His current projects include over ten films for museums in Nigeria and Chattanooga, Tennessee for Ralph Appelbaum Associates, Inc. Damani is a Sundance Fellow and alum of Filmmaker Magazine’s “25 new faces in independent film.” In addition to his work, Damani is a professor in the filmmaking, screenwriting, and media arts program at Sarah Lawrence. Follow him on Twitter @damanibaker.


The House on Coco Road is an intimate portrait of an activist and teacher who moves her children from Oakland, California to participate in the Grenada Revolution, only to find her family in harm’s way due to a U.S. military invasion. It is the filmmaker’s search for historical and emotional truth that will confirm his mother’s place in American history.

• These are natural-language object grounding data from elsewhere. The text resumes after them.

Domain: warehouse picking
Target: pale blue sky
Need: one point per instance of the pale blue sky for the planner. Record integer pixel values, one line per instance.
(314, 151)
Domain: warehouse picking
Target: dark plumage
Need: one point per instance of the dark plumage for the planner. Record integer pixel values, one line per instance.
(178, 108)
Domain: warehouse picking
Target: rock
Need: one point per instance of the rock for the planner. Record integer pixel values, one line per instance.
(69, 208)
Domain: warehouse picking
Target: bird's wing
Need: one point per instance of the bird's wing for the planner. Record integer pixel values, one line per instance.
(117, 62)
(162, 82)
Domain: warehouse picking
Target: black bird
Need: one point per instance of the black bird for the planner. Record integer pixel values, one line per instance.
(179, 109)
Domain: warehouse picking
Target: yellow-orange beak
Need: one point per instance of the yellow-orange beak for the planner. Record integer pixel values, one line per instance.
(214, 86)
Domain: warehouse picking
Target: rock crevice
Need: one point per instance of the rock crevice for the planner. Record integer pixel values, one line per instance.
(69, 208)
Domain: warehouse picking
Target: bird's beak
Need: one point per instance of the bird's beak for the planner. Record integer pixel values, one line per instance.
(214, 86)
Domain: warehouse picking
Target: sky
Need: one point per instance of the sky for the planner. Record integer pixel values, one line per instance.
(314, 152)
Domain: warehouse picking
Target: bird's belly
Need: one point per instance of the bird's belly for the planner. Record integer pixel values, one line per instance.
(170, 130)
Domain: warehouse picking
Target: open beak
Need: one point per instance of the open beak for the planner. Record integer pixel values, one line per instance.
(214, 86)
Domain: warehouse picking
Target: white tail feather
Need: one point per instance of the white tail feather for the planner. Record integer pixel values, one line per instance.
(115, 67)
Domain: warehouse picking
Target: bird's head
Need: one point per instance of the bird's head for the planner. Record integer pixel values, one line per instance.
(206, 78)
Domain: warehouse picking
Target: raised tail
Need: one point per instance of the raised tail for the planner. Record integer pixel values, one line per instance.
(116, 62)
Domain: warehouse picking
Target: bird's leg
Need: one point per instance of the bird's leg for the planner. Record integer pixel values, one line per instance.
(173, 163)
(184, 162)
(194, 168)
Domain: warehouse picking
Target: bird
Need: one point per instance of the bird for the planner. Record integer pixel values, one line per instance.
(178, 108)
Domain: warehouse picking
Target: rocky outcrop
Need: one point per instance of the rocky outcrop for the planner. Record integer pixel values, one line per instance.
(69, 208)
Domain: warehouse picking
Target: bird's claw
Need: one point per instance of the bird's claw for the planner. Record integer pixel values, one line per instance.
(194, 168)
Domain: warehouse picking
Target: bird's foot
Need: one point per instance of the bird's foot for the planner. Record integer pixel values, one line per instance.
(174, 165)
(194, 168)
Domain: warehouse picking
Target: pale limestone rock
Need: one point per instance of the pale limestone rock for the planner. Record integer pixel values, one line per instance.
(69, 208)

Damani Baker describes the film, stating: “In 1979 the Grenadian people carry out the first successful revolution in the English-speaking Caribbean. Maurice Bishop becomes Prime Minister. The Revolution attracts workers from around the world, including my mother, Fannie Haughton. In 1982, Angela Davis, her family, and my mother visit Grenada to witness this miraculous People’s Revolution. In 1983, my mother is offered a position in the Ministry of Education and we leave our home in Oakland and move to Grenada. I’d never seen her happier. Grenada was briefly our home. In 1983, the United States led a military invasion following the assassination of the popular young Prime Minister Maurice Bishop. We hid under the bed for three days as bombs shook our new paradise and changed its course forever.

“Sixteen years later, in 1999, I returned to Grenada with my mother and began shooting a documentary film, searching for her story, one that felt not just untold, but unfinished. In 2014, I discovered a box of family Super 8 footage of my great grandmother in rural Louisiana on the land our family sharecropped and my grandmother’s migration west. I started to unravel my mother’s path to activism. I started to understand why my mother, and a group of tireless women, had put their lives on the line, daring to build a better world. You may not know their names, but they have changed the course of history.”

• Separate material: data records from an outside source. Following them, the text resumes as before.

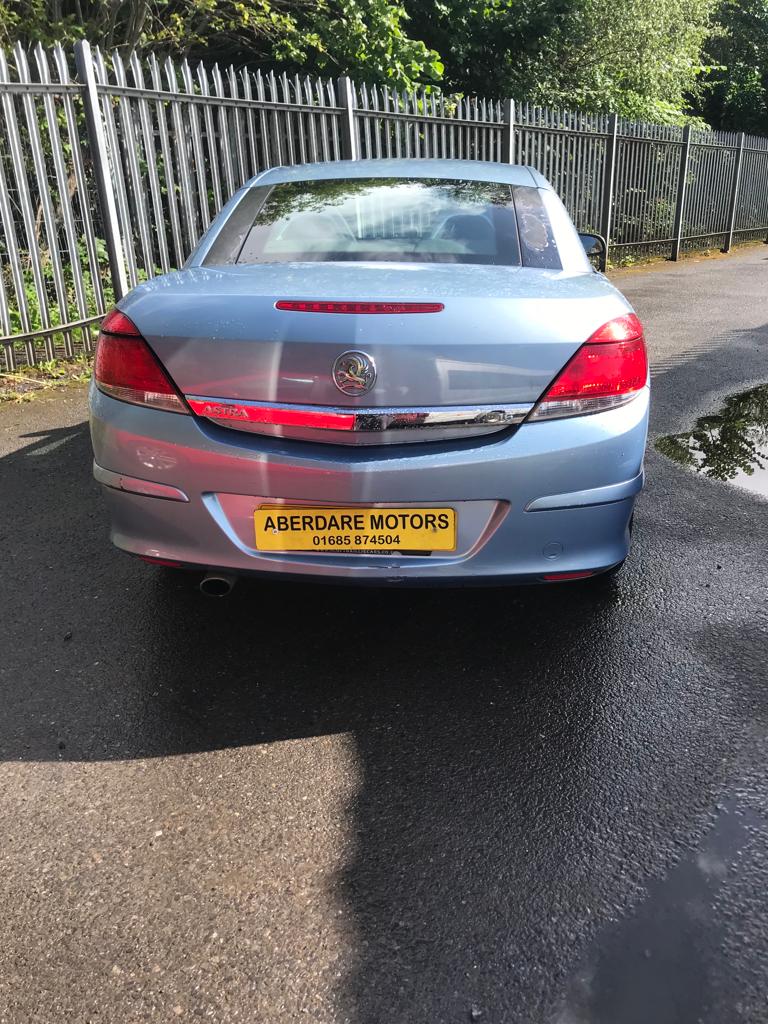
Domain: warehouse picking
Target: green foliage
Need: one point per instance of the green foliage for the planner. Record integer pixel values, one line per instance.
(639, 57)
(735, 83)
(367, 38)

Damani Baker offers a moving personal and historical account of how he and his family were caught up in the 1983 U.S. invasion of Grenada. The result is a fascinating and under-reported chapter in the never-ending struggle for justice on behalf of black men and women worldwide, as well as a scalding appraisal of Reagan-era racial attitudes at home and abroad.—Los Angeles Times


Michael T. Barry Jr: What do you hope viewers will take away from The House on Coco Road?

Damani Baker: I’d been making a film about my mother for 15 years when I found a box of 1950s Super 8 footage in her basement. Home movies reveal my great-grandma in rural Louisiana with 11 children, the migration west, and my mother and her four siblings lining up in their Sunday best, the first black family on the block in South Central. Over the years I began to piece together answers from our family archive, rare intimate glimpses of the African American experience that informed my mother’s life. In the The House on Coco Road I want her to tell me why we left our home in Oakland to join the Grenada Revolution, why we returned, and why we don’t talk about it.

The House on Coco Road seeks to inspire a younger generation to dream, to take risks, and to be brave in their conviction of imagining a better world. There’s a new generation of activists faced with continued battles of systemic racism and gender and economic oppression. My hope is that this film will open a cross-cultural and intergenerational dialogue that can explore the lessons and tools that may help us make space for the next Maurice Bishop, Fania Davis, Angela Davis, and Fannie Haughton. We are in a pivotal moment in our history and The House on Coco Road is my contribution to a global conversation on justice and what it can look like. We are much more than the two-dimensional depictions we see in the media; we are powerful and harness yet-to-be-told stories that can change the course of humanity.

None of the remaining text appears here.